Estamos listos

Estamos listos

(*) El siguiente texto es una historia de ficción que puede ser impactante, perturbadora o emocionalmente intensa.

    «Envuelta en la penumbra de su celda, Ane, casi en un estado de ausencia, toma la Biblia que reposa al pie del catre y la examina con intensidad, la observa fijamente casi al punto de perforarla. Su mirada, mezcla de resignación y furia, refleja la crudeza de la indiferencia que atraviesa su existencia. Sus manos, acarician las páginas con el tacto de saber, el tacto que va más allá de la mera textura de letras impresas en las simples hojas gastadas de un libro; es la Palabra, su sino.

    Sumida en reflexiones, Ane explora los recuerdos de su memoria en busca de consuelo entre los fragmentos de una vida que se desvanecen entre los dedos. Fuera de su celda, un sombrío cubículo sombrío de hierro y húmedo cemento, grises muros, testigos herméticos que absorben noche tras noche el sollozo y silencio de una mujer condenada a cargar el peso de una sentencia. En el pasillo, frente a la puerta de la celda, el alcaide se detiene, escoltado por cinco guardias armados y un sacerdote, una presencia ominosa que interrumpe la penumbra del confinamiento de Ane.

    A través del pequeño ventanuco, el alcaide se dirige a Ane con una frialdad cortante: "Es hora..." Ane asiente con resignación, aceptando lo que le aguarda. La puerta del calabozo se abre con el chirrido metálico característico, desagradable y molesto, que provoca dentera, similar a ese incomodo sonido agudo y estridente que se produce al pasar las uñas por una pizarra. "Levántate", ordena el guardia, y Ane deja caer la Biblia sobre el catre antes de dirigirse hacia la puerta. Echa una última mirada al que ha sido su hogar por dos décadas y sale, colocándose en medio de la formación de guardias que avanzan por el intrincado y vetusto pasillo, sombras silentes que la acompañan.

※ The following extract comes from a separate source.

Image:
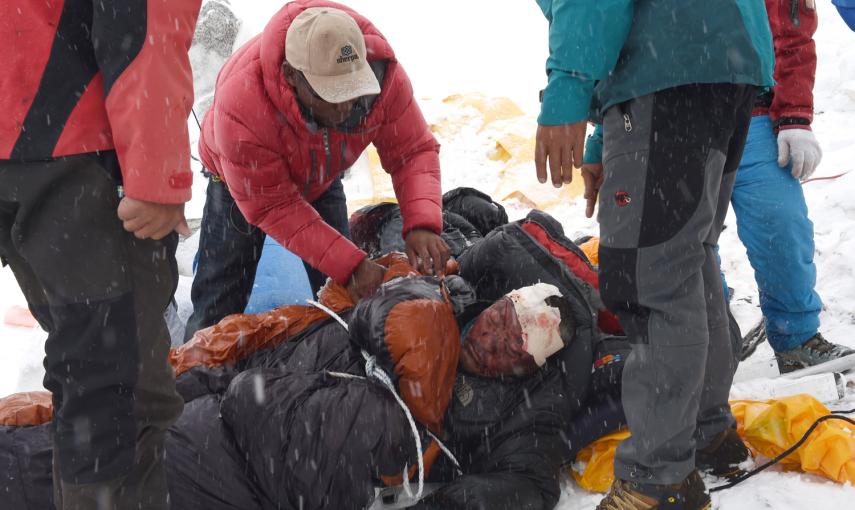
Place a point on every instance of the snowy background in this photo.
(498, 49)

    Los latidos de su corazón retumban en sus oídos mientras camina con la cabeza en alto, firme, su atención fija en las paredes que exhiben una galería de pequeños marcos vacíos, sin imágenes. Sin embargo, la certeza de que pronto serán llenados. Según avanzan aparecen en esos marcos se van llenando con los retratos de personas con fechas, horas y números, como si fueran trofeos macabros en un salón de la fama de la decadencia, recordatorio de vidas truncadas y destinos sellados. Cada paso se hace más pesado que el anterior.

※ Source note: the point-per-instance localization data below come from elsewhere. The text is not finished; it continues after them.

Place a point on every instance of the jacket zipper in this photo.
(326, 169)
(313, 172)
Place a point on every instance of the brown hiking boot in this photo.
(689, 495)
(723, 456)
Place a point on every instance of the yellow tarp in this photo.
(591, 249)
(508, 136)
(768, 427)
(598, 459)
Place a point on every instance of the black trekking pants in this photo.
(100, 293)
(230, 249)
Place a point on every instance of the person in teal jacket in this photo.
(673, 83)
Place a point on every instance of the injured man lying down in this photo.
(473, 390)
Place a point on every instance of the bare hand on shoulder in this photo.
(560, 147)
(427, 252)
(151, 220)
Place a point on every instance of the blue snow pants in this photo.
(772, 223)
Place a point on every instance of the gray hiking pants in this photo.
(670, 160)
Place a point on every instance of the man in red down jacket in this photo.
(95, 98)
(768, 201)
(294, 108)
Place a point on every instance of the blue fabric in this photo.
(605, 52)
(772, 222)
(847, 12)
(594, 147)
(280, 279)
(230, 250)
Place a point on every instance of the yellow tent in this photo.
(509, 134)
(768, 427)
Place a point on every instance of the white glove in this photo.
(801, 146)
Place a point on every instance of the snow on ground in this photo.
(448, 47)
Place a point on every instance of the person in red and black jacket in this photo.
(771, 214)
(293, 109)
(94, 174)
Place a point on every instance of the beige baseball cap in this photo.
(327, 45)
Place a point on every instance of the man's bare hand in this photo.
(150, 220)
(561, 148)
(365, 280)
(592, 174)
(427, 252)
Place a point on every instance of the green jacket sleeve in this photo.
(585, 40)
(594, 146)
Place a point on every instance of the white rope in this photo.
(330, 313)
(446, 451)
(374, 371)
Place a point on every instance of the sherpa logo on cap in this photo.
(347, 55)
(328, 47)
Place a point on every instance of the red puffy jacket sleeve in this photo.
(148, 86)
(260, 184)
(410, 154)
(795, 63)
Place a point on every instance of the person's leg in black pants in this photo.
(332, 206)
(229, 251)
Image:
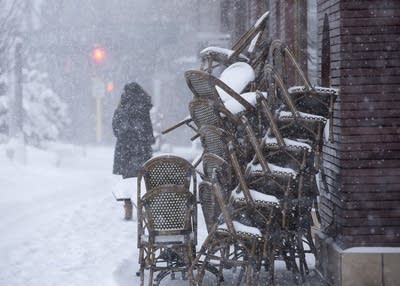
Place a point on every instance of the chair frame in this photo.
(164, 172)
(166, 246)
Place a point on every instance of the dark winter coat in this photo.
(132, 126)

    Al frente, un guardia; detrás, el alcaide; tras éste, Ane junto al cura; cierran el grupo cuatro guardias. El trayecto es largo y agobiante, se hace pesado, atravesando por delante de la puerta de la sala de testigos en silencio. En el interior, el tiempo parece detenerse ante un reloj solitario y unos pocos atestiguantes: la madre de Ane, algunos oficiales, unos civiles, varios mandos militares y un periodista, todos sentados en sillas de metal, mientras un guardia custodia la sala.

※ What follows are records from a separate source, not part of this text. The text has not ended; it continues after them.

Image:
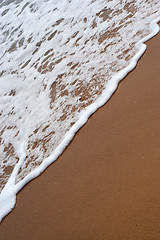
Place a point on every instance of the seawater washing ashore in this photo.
(58, 66)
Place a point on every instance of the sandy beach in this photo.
(106, 185)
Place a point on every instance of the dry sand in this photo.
(106, 185)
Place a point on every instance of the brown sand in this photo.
(106, 185)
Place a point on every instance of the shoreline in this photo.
(105, 177)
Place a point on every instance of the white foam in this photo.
(27, 123)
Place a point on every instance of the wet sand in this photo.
(106, 185)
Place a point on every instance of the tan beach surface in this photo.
(106, 185)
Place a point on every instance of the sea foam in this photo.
(59, 62)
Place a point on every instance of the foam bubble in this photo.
(60, 61)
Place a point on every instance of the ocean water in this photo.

    Son las 20:50 horas cuando la puerta se abre y el alcaide entra en la sala de ejecución, apartándose hacia la pared. La mujer, como un espectro caminante, lo sigue, enfrentándose a la camilla con su peculiar y moderno diseño, junto a las correas que aseguran inmovilidad. Turbada, murmura para sí misma: "No estoy aquí, no soy yo, no es real. ¿Qué es esto? No soy..." Inestable, con la respiración agitada, intenta girarse, pero el guardia la empuja hacia adentro, apretando su hombro. El alcaide, con voz serena, le dice a Ane: "Por favor, suba y acuéstese". Mientras tanto, en la sala contigua, ajenos a los preparativos previos, un testigo comenta a otro sobre la supuesta dignidad con la que son tratados los condenados, destacando la humanidad del proceso. La madre, entre los testigos, escucha estas palabras con una mezcla de incredulidad y desesperación, revolviéndose en su silla de metal en tanto espera con impotencia.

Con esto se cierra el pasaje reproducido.